Early representations of psychopaths in film were often designed with a poor or incomplete understanding of a psychopathic personality: they were often caricatured as sadistic, unpredictable, sexually depraved, and emotionally unstable (manic) characters with a compulsion to engage in random violence and destruction, usually with a series of bizarre mannerisms such as giggling, laughing, or facial tics. The public's overall unfamiliarity with mental disorders made this depiction acceptable and even perceived as "realistic" at the time of release. Up until the late 1950s, American cinematic conventions usually relegated the psychopath to roles of genre villains such as gangsters, mad scientists, supervillains, and many types of generic criminals. Even homosexuality was displayed as a type of psychopathic behavior in films such as They Only Kill Their Masters (1972) prior to the removal of homosexuality from the DSM in 1973.[citation needed]

Examples of this type are Tommy Udo (Richard Widmark) in Kiss of Death, Cody Jarrett (James Cagney) in White Heat, and Antonio 'Tony' Camonte (Paul Muni) in the 1932 version of Scarface. One exception to this depiction during this period is the character of child murderer Hans Beckert (Peter Lorre) in the 1931 Fritz Lang film M. Lorre portrays Beckert as an outwardly unremarkable man tormented by a compulsion to ritualistically murder children, a substantially more realistic depiction of what would eventually be known as a serial killer.[citation needed]

Developments

The arrests and resulting notoriety of serial killers John Wayne Gacy, Jeffrey Dahmer, and Ted Bundy led to an additional increase in the way psychopathy was both perceived and portrayed in film. An increasing interest in realistic depictions of psychopaths led to the formation of a new hybrid of traditional psychopaths from early film and late-19th Century literature with the high-functioning behaviors detected in psychopaths such as Bundy and Dahmer.[citation needed]

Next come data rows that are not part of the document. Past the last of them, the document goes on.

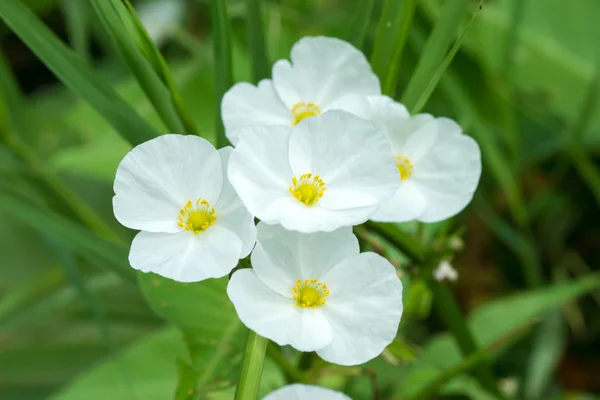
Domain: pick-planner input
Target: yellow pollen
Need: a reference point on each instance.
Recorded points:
(308, 189)
(196, 217)
(304, 110)
(310, 293)
(404, 167)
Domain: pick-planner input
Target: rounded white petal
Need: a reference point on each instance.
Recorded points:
(299, 391)
(364, 309)
(259, 167)
(230, 210)
(407, 204)
(156, 179)
(274, 316)
(186, 257)
(246, 105)
(350, 154)
(322, 70)
(281, 257)
(448, 174)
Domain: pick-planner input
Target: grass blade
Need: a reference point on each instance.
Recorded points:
(435, 48)
(256, 39)
(392, 31)
(223, 64)
(357, 31)
(74, 72)
(115, 18)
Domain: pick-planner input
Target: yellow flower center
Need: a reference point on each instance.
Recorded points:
(404, 167)
(196, 217)
(308, 189)
(304, 110)
(310, 293)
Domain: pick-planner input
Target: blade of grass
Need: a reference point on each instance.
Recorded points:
(435, 79)
(223, 64)
(392, 32)
(74, 72)
(256, 40)
(72, 236)
(357, 31)
(444, 31)
(115, 18)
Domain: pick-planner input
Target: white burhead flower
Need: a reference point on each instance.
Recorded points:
(299, 391)
(329, 171)
(325, 74)
(439, 166)
(445, 271)
(174, 189)
(317, 292)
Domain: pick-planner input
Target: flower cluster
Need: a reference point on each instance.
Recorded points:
(318, 150)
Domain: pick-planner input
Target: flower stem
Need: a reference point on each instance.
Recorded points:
(254, 358)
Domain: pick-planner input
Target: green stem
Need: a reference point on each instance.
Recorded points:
(254, 358)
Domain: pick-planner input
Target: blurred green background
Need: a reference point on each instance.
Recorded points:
(74, 323)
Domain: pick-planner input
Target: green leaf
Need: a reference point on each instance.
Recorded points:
(212, 330)
(357, 31)
(223, 65)
(74, 72)
(444, 32)
(70, 235)
(256, 39)
(392, 31)
(115, 18)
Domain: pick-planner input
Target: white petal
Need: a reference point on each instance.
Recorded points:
(350, 154)
(157, 178)
(406, 204)
(245, 105)
(186, 257)
(259, 169)
(364, 309)
(276, 317)
(231, 212)
(448, 174)
(299, 391)
(324, 69)
(297, 216)
(281, 257)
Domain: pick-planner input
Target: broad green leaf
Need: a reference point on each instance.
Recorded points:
(436, 47)
(74, 72)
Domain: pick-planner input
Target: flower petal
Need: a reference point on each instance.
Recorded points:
(186, 257)
(448, 175)
(323, 69)
(245, 105)
(259, 169)
(299, 391)
(406, 204)
(157, 178)
(230, 210)
(364, 309)
(350, 154)
(281, 257)
(276, 317)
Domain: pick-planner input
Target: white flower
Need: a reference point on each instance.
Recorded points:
(193, 226)
(439, 166)
(299, 391)
(325, 74)
(445, 271)
(329, 171)
(318, 293)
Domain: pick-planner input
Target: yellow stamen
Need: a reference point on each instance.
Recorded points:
(310, 293)
(196, 217)
(304, 110)
(404, 167)
(308, 189)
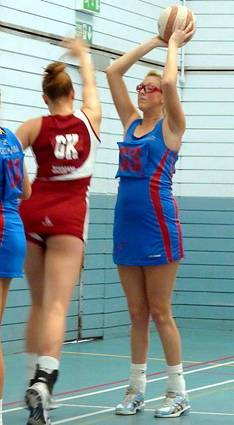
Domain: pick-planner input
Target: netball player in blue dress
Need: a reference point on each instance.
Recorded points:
(14, 184)
(147, 234)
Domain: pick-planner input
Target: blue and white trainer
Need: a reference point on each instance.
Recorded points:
(132, 403)
(36, 399)
(173, 406)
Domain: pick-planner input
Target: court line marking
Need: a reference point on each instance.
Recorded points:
(108, 384)
(200, 413)
(87, 415)
(125, 386)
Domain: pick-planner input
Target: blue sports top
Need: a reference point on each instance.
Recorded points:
(11, 169)
(146, 226)
(147, 156)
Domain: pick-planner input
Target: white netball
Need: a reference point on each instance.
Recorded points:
(171, 17)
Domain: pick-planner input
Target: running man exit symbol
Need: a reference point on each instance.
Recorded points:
(85, 31)
(93, 5)
(90, 6)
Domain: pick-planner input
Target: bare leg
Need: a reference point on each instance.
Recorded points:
(63, 261)
(132, 279)
(160, 283)
(4, 288)
(34, 268)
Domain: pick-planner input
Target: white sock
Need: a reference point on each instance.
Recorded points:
(48, 364)
(0, 412)
(176, 382)
(31, 361)
(137, 378)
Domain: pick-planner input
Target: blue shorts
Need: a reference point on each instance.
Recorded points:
(12, 245)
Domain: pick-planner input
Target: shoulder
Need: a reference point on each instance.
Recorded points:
(29, 131)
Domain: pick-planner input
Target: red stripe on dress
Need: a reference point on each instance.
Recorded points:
(1, 223)
(155, 195)
(91, 125)
(181, 248)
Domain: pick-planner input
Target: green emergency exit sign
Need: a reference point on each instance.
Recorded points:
(85, 31)
(90, 6)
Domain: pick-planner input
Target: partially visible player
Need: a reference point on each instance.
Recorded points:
(56, 216)
(14, 184)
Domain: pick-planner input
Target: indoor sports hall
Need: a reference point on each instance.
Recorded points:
(96, 353)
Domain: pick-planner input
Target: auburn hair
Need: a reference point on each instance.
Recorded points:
(153, 73)
(56, 82)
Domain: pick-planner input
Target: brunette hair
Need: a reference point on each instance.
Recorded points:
(153, 73)
(56, 82)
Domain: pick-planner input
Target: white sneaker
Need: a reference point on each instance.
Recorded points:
(37, 398)
(132, 403)
(173, 405)
(53, 404)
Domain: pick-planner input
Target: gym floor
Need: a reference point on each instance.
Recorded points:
(94, 375)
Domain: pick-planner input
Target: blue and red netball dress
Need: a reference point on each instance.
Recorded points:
(12, 237)
(65, 151)
(147, 230)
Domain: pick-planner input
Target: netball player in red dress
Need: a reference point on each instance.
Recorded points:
(64, 144)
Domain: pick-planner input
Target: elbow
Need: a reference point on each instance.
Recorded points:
(26, 193)
(168, 83)
(109, 71)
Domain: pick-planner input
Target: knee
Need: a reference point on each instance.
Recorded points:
(139, 317)
(161, 315)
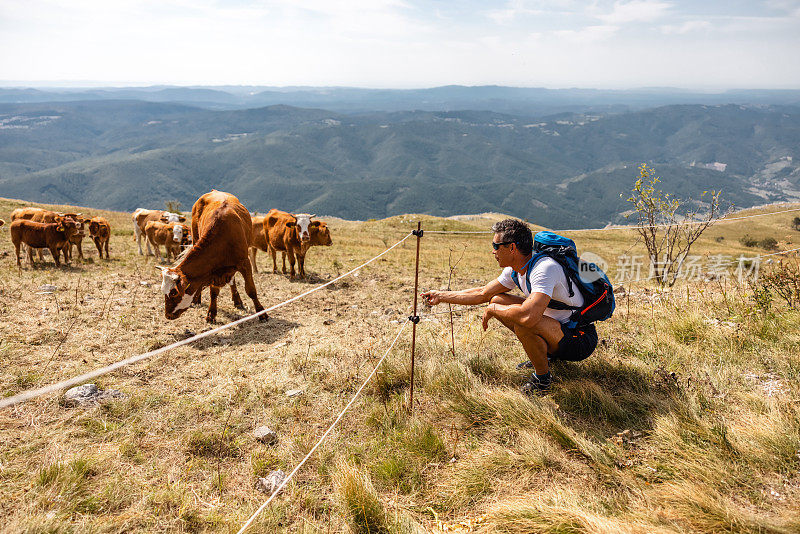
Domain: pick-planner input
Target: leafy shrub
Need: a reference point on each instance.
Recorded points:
(768, 243)
(748, 241)
(783, 280)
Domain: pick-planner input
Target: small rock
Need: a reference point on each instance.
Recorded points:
(265, 435)
(88, 394)
(110, 394)
(81, 395)
(270, 483)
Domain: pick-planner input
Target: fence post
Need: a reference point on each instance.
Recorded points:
(414, 317)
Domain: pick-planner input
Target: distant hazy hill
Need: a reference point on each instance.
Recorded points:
(566, 170)
(525, 101)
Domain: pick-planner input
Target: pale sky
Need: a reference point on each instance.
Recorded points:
(712, 44)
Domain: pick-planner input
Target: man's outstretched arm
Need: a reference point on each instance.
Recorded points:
(473, 295)
(527, 314)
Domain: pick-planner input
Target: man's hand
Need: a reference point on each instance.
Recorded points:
(488, 314)
(432, 297)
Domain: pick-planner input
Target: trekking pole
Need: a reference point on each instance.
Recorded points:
(414, 317)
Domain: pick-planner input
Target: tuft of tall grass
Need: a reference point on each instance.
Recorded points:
(588, 400)
(393, 376)
(364, 511)
(703, 508)
(560, 512)
(688, 328)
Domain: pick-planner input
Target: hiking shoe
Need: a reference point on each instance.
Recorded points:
(535, 387)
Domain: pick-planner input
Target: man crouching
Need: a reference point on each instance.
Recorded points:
(541, 328)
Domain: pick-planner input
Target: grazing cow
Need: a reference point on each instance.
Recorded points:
(54, 236)
(100, 232)
(47, 216)
(293, 235)
(171, 235)
(221, 235)
(142, 216)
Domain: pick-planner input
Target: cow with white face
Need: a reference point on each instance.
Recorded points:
(171, 235)
(303, 221)
(221, 233)
(142, 216)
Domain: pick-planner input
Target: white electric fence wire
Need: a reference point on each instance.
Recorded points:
(325, 435)
(629, 227)
(31, 394)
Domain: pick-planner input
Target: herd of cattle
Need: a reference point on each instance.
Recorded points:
(38, 228)
(223, 239)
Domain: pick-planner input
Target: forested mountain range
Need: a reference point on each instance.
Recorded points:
(562, 170)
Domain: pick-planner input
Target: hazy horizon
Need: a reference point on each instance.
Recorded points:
(404, 44)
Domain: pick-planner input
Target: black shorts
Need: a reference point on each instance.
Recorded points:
(577, 343)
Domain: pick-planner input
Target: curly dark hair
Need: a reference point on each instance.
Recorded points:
(515, 231)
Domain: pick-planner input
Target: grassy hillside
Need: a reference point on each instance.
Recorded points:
(684, 420)
(568, 170)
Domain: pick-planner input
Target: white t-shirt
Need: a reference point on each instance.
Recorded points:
(547, 277)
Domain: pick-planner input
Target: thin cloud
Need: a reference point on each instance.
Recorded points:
(633, 11)
(589, 34)
(687, 27)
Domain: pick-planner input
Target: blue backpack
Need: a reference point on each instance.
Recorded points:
(592, 282)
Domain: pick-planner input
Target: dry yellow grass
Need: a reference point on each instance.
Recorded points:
(685, 419)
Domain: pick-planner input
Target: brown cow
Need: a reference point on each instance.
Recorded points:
(54, 236)
(222, 234)
(77, 238)
(171, 235)
(142, 216)
(293, 235)
(100, 232)
(47, 216)
(259, 239)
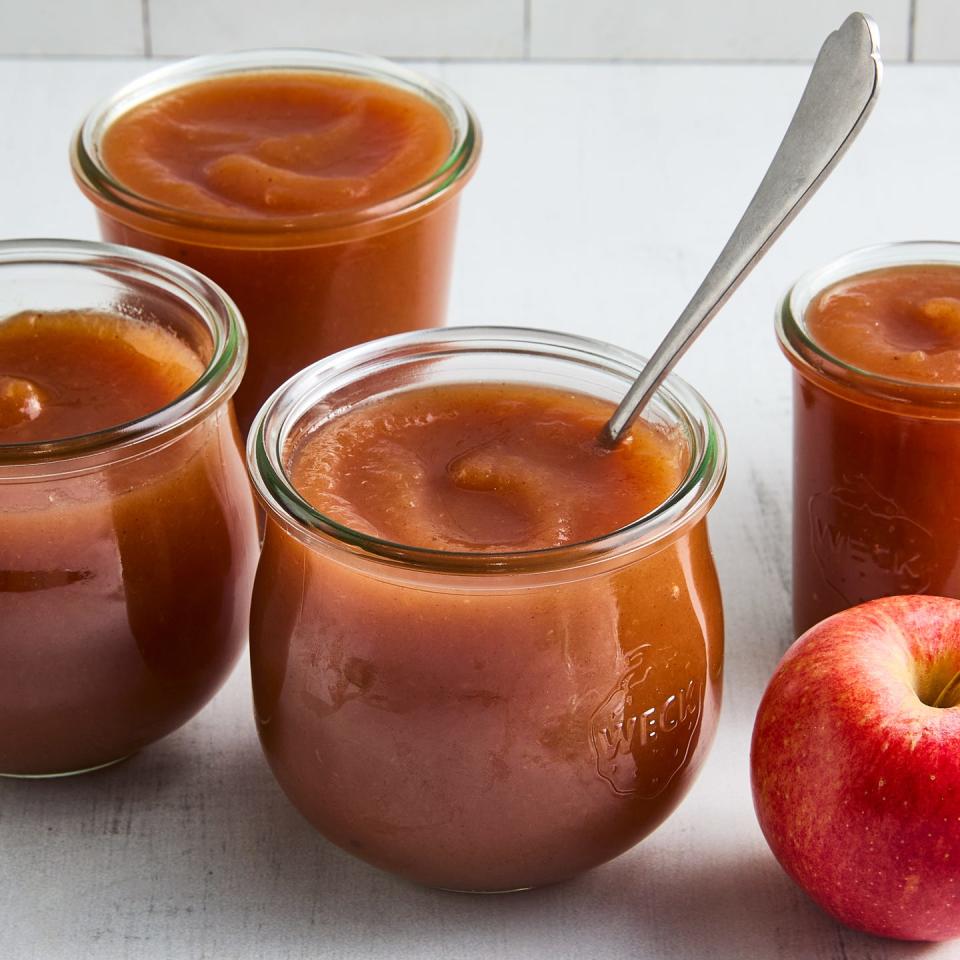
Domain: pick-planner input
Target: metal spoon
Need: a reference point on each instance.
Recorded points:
(839, 95)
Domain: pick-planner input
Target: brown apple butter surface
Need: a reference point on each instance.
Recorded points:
(484, 467)
(124, 572)
(501, 729)
(63, 374)
(877, 440)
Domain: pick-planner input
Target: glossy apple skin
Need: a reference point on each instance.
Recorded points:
(856, 781)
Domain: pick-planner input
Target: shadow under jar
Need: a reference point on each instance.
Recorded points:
(475, 720)
(874, 339)
(127, 553)
(319, 189)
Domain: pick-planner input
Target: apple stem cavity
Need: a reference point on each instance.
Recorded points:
(948, 696)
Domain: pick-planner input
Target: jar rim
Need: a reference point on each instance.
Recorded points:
(96, 180)
(691, 499)
(808, 356)
(203, 298)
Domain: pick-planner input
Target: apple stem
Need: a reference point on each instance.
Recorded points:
(947, 696)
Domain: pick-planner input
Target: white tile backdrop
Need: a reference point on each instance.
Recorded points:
(475, 29)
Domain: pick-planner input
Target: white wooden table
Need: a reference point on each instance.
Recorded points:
(602, 197)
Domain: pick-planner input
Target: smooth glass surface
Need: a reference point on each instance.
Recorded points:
(485, 721)
(875, 459)
(307, 285)
(126, 555)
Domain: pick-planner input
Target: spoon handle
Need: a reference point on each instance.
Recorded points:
(839, 95)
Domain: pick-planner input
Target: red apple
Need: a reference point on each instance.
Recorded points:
(855, 766)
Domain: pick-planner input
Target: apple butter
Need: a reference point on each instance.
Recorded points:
(318, 189)
(875, 343)
(127, 529)
(486, 651)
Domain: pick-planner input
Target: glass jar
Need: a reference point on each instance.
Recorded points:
(875, 459)
(485, 721)
(126, 555)
(307, 285)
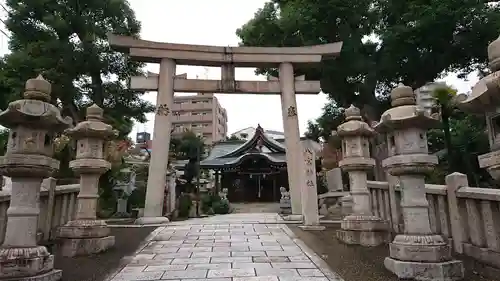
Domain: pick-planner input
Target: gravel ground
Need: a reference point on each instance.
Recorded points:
(356, 263)
(96, 267)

An example of this type of character is that of the cannibalistic psychiatrist Dr. Hannibal Lecter, as portrayed by Anthony Hopkins in the Academy Award-winning 1991 film The Silence of the Lambs. Lecter is intelligent and sophisticated, and his disarming charisma and wit disguise his true nature as a psychopath. He spends most of the film in a prison cell, taunting protagonist Clarice Starling with clues to the identity of another serial killer, Buffalo Bill, in exchange for intimate details of Starling's troubled childhood. The movie is based on books by Thomas Harris and in the first, Red Dragon, Chapter 7, the medical director of a psychiatric hospital calls Lecter a 'pure sociopath' but also says he doesn't fit any known profile; in the movie The Silence of the Lambs, the same character calls Lecter a "pure psychopath". In the prequel, Hannibal Rising, Harris has Lecter as a child witnessing his sister being killed and eaten by Nazi's, who would become his first victims. In 2013 Harris indicated that he originally based the Lecter character on Alfredo Balli Trevino, a Mexican physician who had killed and chopped up his homosexual lover in what was classed as a crime of passion.[1]

Television

Numerous characters in television shows have been described as psychopaths, including Natalie Buxton from Bad Girls,[2] Sean Slater[3] and Micheal Moon [4] from EastEnders and Dexter Morgan from Dexter.[5]